Combining the features of an electrode and those of a light-trapping structure, the new solar cell coating developed by ITMO University scientists enhances the overall solar cell efficiency by 20%.
Namely, the coating containing glass microparticles diminishes light reflection from cells and prevents transparent electrode overheating, optimizing the thickness of the active layer, show the results of the research published in scientific journal Optics Letters.
“To create such structures on the surface of a solar cell, we use the method of atomic layer deposition of aluminia zinc oxide. We literally build these electrodes atom by atom,” explains Mikhail Omelyanovich, lead author of the paper. “As a result, overall solar cell efficiency is improved by 20%. What’s more, such an electrode can be used for thin solar cells composed of any material beyond amorphous silicon.”
The researchers underline that the manufacturing of solar cells with such a surface coating does not require complex technology, and the process may be easily adapted for mass production.

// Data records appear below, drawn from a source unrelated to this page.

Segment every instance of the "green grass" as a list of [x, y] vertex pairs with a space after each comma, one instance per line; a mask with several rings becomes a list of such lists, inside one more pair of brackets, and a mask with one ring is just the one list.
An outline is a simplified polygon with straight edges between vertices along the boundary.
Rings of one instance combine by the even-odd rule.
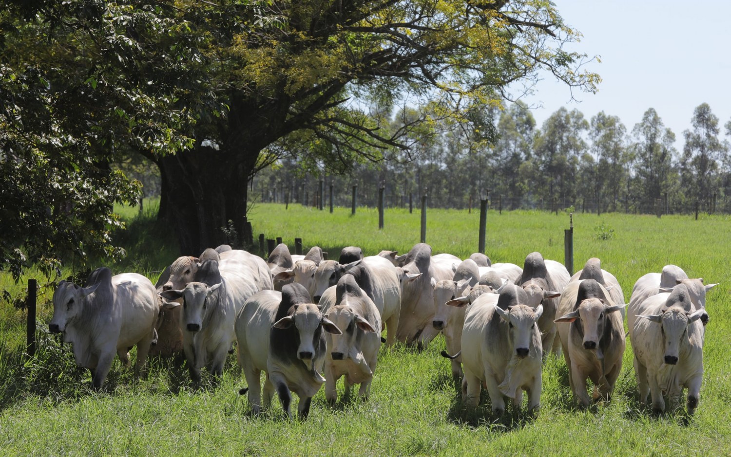
[[[430, 210], [427, 242], [434, 253], [466, 257], [477, 250], [479, 218], [477, 212]], [[352, 217], [347, 208], [330, 215], [297, 204], [287, 210], [260, 204], [249, 219], [255, 234], [282, 237], [292, 249], [294, 238], [301, 237], [306, 248], [319, 245], [331, 258], [345, 245], [360, 246], [366, 255], [382, 249], [405, 253], [420, 236], [419, 212], [398, 209], [387, 210], [382, 231], [377, 229], [377, 212], [362, 208]], [[568, 219], [562, 213], [491, 211], [487, 253], [495, 262], [522, 264], [526, 254], [539, 250], [562, 261]], [[399, 345], [382, 350], [368, 402], [333, 408], [321, 390], [310, 418], [300, 422], [284, 420], [278, 401], [262, 416], [252, 416], [245, 396], [237, 393], [244, 383], [232, 356], [221, 384], [201, 391], [192, 389], [185, 371], [168, 364], [157, 364], [146, 380], [135, 381], [115, 361], [107, 379], [110, 391], [96, 394], [88, 390], [88, 375], [74, 366], [69, 345], [61, 347], [53, 337], [44, 334], [37, 359], [20, 368], [22, 358], [11, 344], [18, 340], [10, 334], [18, 329], [13, 325], [0, 337], [0, 449], [3, 455], [728, 455], [731, 301], [726, 257], [731, 221], [578, 214], [574, 223], [575, 267], [589, 257], [600, 258], [626, 299], [640, 276], [667, 264], [707, 283], [721, 283], [708, 296], [705, 372], [694, 417], [682, 411], [657, 416], [640, 407], [629, 344], [615, 397], [588, 410], [572, 400], [562, 357], [550, 357], [544, 365], [542, 408], [534, 420], [511, 408], [504, 418], [493, 417], [485, 395], [477, 410], [466, 410], [448, 361], [439, 355], [444, 348], [439, 337], [420, 353]], [[610, 229], [613, 236], [602, 236]], [[128, 237], [127, 242], [154, 250], [157, 238], [145, 236], [140, 229], [142, 238]], [[164, 266], [155, 268], [151, 263], [157, 261], [144, 256], [135, 264], [132, 258], [140, 253], [128, 251], [129, 266], [144, 267], [137, 271]], [[50, 295], [44, 297], [41, 302], [50, 302]], [[7, 320], [22, 322], [22, 313], [2, 306], [4, 329]], [[39, 315], [41, 320], [50, 318], [48, 311]]]

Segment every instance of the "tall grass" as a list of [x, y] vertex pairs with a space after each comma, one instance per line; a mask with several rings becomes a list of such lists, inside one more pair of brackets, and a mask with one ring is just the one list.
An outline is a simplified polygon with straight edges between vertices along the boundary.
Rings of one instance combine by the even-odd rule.
[[[420, 234], [418, 212], [401, 210], [387, 210], [382, 231], [377, 229], [377, 212], [362, 208], [350, 216], [347, 208], [330, 215], [300, 205], [285, 210], [284, 205], [260, 204], [250, 220], [256, 234], [282, 237], [291, 247], [295, 237], [301, 237], [307, 247], [319, 245], [331, 258], [345, 245], [360, 246], [366, 255], [382, 249], [404, 253]], [[549, 357], [544, 364], [542, 408], [535, 419], [512, 408], [504, 417], [494, 417], [484, 394], [477, 410], [466, 410], [449, 364], [439, 356], [444, 348], [440, 337], [421, 353], [401, 345], [382, 350], [367, 402], [351, 399], [331, 407], [321, 391], [310, 418], [300, 422], [284, 420], [277, 401], [261, 416], [251, 415], [237, 393], [243, 382], [232, 357], [221, 384], [200, 390], [185, 371], [169, 364], [154, 364], [146, 380], [135, 381], [115, 361], [108, 391], [98, 394], [88, 391], [88, 375], [75, 367], [69, 345], [44, 336], [30, 361], [0, 344], [0, 448], [5, 455], [729, 454], [726, 257], [731, 223], [724, 217], [695, 221], [618, 214], [575, 215], [574, 221], [577, 268], [599, 257], [627, 299], [640, 276], [670, 263], [691, 277], [721, 283], [708, 295], [705, 371], [694, 417], [682, 410], [658, 416], [639, 404], [629, 345], [614, 398], [586, 410], [571, 398], [562, 357]], [[477, 250], [478, 222], [477, 212], [430, 210], [427, 242], [434, 253], [466, 257]], [[493, 261], [522, 264], [526, 254], [539, 250], [561, 261], [567, 227], [568, 215], [562, 213], [491, 211], [487, 253]], [[613, 236], [601, 234], [610, 230]], [[146, 250], [158, 242], [156, 237], [145, 239], [144, 231], [137, 237], [129, 242]], [[128, 252], [130, 258], [137, 253]]]

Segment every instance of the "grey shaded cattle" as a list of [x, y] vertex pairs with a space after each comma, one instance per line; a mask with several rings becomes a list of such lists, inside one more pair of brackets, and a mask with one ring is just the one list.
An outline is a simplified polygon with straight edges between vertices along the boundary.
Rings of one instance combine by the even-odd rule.
[[[221, 261], [221, 264], [224, 261]], [[200, 381], [200, 369], [220, 377], [226, 354], [235, 340], [233, 324], [236, 313], [251, 294], [248, 278], [240, 270], [223, 270], [216, 261], [206, 261], [194, 280], [183, 289], [160, 293], [167, 300], [183, 299], [180, 326], [183, 350], [191, 378]], [[178, 303], [170, 302], [170, 307]]]
[[645, 404], [651, 393], [656, 412], [665, 410], [664, 394], [674, 409], [683, 388], [688, 389], [688, 412], [693, 414], [698, 405], [705, 331], [699, 320], [705, 310], [689, 312], [690, 300], [684, 284], [650, 296], [631, 330], [640, 402]]
[[569, 283], [570, 276], [566, 268], [555, 261], [544, 260], [540, 253], [531, 253], [526, 257], [523, 275], [518, 285], [529, 296], [529, 306], [536, 307], [543, 305], [543, 313], [538, 322], [541, 329], [541, 343], [548, 353], [553, 350], [558, 353], [561, 343], [556, 338], [556, 310], [558, 307], [561, 291]]
[[[452, 265], [455, 262], [444, 255], [440, 256], [433, 261], [431, 247], [425, 243], [414, 245], [404, 256], [406, 263], [401, 267], [402, 278], [408, 280], [402, 280], [401, 312], [396, 339], [407, 345], [423, 347], [439, 333], [432, 325], [434, 288], [431, 280], [452, 279], [454, 274]], [[461, 261], [455, 258], [458, 264]]]
[[[300, 397], [299, 416], [306, 418], [312, 397], [325, 383], [320, 374], [326, 350], [322, 332], [341, 332], [309, 301], [301, 285], [287, 284], [281, 293], [265, 291], [251, 297], [236, 318], [238, 363], [254, 412], [262, 404], [269, 405], [276, 390], [289, 417], [292, 391]], [[263, 401], [262, 371], [267, 374]]]
[[493, 264], [490, 258], [482, 253], [474, 253], [469, 258], [477, 264], [477, 266], [490, 266]]
[[346, 246], [340, 251], [340, 258], [338, 262], [341, 265], [363, 260], [363, 251], [357, 246]]
[[[632, 294], [629, 299], [629, 305], [627, 307], [627, 325], [630, 338], [637, 315], [644, 312], [642, 304], [645, 300], [661, 292], [669, 292], [679, 283], [685, 284], [688, 288], [691, 304], [693, 306], [692, 310], [702, 309], [704, 313], [701, 315], [701, 321], [704, 326], [708, 323], [708, 313], [705, 312], [705, 294], [718, 284], [704, 285], [703, 278], [689, 279], [681, 267], [675, 265], [665, 265], [662, 267], [662, 272], [648, 273], [635, 283]], [[689, 312], [691, 310], [690, 308], [686, 310]]]
[[92, 387], [99, 389], [115, 353], [127, 365], [127, 351], [136, 345], [135, 375], [145, 367], [159, 312], [156, 295], [152, 283], [141, 274], [112, 276], [108, 268], [98, 268], [83, 288], [58, 283], [48, 329], [62, 333], [64, 341], [72, 344], [76, 364], [91, 372]]
[[473, 302], [465, 318], [462, 333], [462, 361], [464, 402], [476, 407], [484, 382], [492, 403], [492, 410], [505, 410], [503, 396], [519, 407], [523, 391], [529, 395], [528, 410], [540, 407], [540, 331], [536, 325], [543, 307], [533, 309], [524, 304], [525, 291], [507, 284], [501, 293], [484, 293]]
[[558, 338], [574, 398], [591, 404], [586, 378], [594, 383], [594, 399], [609, 399], [622, 369], [624, 324], [617, 304], [605, 287], [594, 279], [569, 283], [556, 312]]
[[[619, 281], [616, 277], [607, 270], [602, 269], [602, 261], [596, 257], [586, 261], [584, 267], [574, 273], [571, 277], [571, 282], [577, 280], [594, 280], [603, 285], [609, 291], [609, 295], [615, 304], [624, 304], [624, 293], [619, 285]], [[622, 317], [624, 316], [624, 310], [621, 311]]]
[[346, 395], [354, 384], [360, 384], [358, 396], [367, 398], [376, 371], [381, 345], [381, 316], [373, 301], [356, 283], [352, 274], [344, 274], [336, 286], [336, 302], [322, 307], [322, 314], [343, 332], [325, 334], [327, 354], [325, 363], [325, 398], [338, 399], [336, 383], [344, 377]]

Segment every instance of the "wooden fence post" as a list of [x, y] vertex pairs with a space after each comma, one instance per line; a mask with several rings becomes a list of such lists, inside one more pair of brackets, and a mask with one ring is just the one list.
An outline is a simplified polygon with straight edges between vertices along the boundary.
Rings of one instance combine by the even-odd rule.
[[426, 193], [421, 196], [421, 242], [426, 242]]
[[574, 213], [569, 215], [569, 229], [564, 231], [564, 266], [569, 275], [574, 274]]
[[383, 191], [385, 188], [383, 185], [378, 188], [378, 229], [383, 229]]
[[26, 327], [26, 355], [30, 358], [36, 354], [36, 302], [38, 285], [36, 280], [28, 280], [28, 298], [26, 310], [28, 311], [28, 326]]
[[358, 186], [353, 186], [353, 199], [352, 206], [350, 208], [350, 215], [355, 215], [355, 206], [358, 202]]
[[333, 214], [333, 185], [330, 185], [330, 213]]
[[485, 253], [485, 235], [487, 225], [488, 199], [483, 199], [480, 201], [480, 242], [477, 247], [477, 251], [482, 254]]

“Three years ago, we tried to cover the cell surface with microspheres. Despite improving light absorption significantly, the major drawback was a high reflectance rate. We considered removing the upper part of the microspheres so as to make something similar to a lens that would focus the light on the solar cell. However, while working on practical realization of this idea we found a much better structure. On the whole, the final solution exceeded our expectations based on theoretical calculations,” Omelyanovich said commenting on the breakthrough.